Why don’t you use your duramax for the grain wagon?
They need the traction at the British Farm for the grain cart. The Duramax has the power yes, but Travis has had the gravity wagon push the 7600 down the driveway before even with front-wheel assist and the dif lock on before (more than once). So the weight of the 7600 and the bigger tires are what make it more preferred than the Duramax or even the 4640
You COULD have been an ice brother and loaded Travis at the top of the hill . . .
Are you thinking about renting a bagger or have someone come in with bagger use poor and dirty corn for your feed
Snow in mn
Most guys around here run 8 row 30”, or 12 row 22” chopping head on 9770 size combine in eastern Nd.. you can put a non chopping 12 row 30” on one, but 200 bu corn it would take 2 carts and multiple semis to keep ahead of a 12 row in bigger feilds.

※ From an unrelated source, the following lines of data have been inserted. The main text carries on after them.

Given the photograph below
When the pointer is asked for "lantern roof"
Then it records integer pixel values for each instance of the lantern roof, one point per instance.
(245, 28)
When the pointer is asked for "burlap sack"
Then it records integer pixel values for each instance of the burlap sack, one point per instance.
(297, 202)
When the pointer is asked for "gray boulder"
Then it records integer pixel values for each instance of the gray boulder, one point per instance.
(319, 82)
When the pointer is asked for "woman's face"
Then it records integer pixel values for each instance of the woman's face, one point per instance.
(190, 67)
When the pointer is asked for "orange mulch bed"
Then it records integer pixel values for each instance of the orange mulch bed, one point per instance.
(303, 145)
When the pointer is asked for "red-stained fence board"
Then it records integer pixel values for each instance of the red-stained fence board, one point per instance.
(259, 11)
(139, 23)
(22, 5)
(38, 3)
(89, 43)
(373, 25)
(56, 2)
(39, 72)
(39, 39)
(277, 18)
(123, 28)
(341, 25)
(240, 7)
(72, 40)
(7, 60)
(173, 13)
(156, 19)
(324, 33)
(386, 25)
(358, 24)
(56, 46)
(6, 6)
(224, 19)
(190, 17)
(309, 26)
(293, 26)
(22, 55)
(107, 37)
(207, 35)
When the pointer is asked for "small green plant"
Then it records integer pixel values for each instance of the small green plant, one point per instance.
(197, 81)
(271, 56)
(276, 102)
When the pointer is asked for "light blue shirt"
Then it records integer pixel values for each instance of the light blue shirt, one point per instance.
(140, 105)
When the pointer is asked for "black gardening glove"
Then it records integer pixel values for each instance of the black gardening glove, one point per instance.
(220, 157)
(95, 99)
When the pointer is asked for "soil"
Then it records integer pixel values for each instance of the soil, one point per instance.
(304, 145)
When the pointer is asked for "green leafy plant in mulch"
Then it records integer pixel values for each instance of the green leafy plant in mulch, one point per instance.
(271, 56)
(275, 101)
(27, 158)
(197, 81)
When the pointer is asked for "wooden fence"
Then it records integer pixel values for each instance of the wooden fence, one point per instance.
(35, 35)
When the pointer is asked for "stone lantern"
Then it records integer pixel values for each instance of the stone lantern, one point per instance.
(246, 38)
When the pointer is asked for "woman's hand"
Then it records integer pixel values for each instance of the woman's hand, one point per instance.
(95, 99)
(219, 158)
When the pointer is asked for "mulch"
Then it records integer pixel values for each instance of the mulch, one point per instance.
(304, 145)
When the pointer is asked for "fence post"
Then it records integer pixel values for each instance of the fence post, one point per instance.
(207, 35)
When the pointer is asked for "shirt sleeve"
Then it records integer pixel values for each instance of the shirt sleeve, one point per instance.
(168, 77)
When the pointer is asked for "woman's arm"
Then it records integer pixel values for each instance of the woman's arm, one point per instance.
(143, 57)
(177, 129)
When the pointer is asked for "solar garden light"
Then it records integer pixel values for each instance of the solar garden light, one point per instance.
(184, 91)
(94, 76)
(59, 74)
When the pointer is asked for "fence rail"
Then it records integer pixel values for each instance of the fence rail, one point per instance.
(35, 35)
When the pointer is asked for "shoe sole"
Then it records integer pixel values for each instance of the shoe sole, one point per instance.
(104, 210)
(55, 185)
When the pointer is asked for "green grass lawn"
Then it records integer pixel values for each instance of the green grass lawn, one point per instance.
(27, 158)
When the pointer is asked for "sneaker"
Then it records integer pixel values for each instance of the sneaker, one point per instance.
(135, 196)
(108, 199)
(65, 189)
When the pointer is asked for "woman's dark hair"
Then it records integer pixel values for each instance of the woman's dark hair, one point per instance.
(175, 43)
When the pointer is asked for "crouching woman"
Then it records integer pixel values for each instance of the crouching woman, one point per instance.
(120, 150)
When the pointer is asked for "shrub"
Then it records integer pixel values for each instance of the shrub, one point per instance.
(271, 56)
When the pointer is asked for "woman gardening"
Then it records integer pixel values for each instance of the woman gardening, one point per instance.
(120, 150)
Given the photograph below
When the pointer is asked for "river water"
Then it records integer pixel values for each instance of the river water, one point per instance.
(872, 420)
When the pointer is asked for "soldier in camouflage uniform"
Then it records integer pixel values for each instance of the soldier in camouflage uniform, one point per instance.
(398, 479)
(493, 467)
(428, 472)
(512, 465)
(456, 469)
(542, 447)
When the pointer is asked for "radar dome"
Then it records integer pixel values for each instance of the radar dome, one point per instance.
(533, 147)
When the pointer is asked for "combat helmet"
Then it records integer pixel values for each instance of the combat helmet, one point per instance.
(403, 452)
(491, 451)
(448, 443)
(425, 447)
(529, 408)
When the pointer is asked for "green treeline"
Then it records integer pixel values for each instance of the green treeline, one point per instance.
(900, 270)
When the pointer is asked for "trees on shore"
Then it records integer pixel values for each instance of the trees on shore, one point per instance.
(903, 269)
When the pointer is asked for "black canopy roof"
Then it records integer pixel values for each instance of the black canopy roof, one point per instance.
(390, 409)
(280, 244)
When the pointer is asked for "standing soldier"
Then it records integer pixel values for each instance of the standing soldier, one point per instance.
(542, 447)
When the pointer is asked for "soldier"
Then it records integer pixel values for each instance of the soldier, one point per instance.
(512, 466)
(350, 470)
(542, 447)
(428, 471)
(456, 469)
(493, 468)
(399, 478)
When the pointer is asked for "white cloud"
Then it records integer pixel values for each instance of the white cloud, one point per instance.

Yeah, true! I bet yall have some pretty big, pretty flat, straight, rectangular fields to run in as well, which is what a wider header is really suited to. Trying to run a big, WIDE head around some those curved contours and steep hills of theirs, would be a nightmare IMHO... the tighter the curve of the rows, and the wider the header, the more the end rows get pushed over as the head goes around a curve... and the more one end of the head is running "down in the dirt' and the other end is 3 feet up off the ground on rolling hills, as well. "Contour master" can only do SO much... I think they'd do well to consider factors like that before jumping into going to a 12 row head and big combine... it can really lead to some unforeseen pains in the butt and a lot of expense that turns out to be ill-suited to the conditions they're working in... by all means, in 200 acre fields that are mostly rectangular and half-mile or more long rows that are arrow straight and mostly level, heck run a 24 row header... but for rolling, hilly, curved rows planted on contours and narrow strips?? WHY BOTHER!!! Later! OL J R :)
Enjoyed the video of the action but a lot less talk and more action would be better.
Has the "British" designation ever been explained?
I think Ryan said it has someything to do with the fellow they bought it from.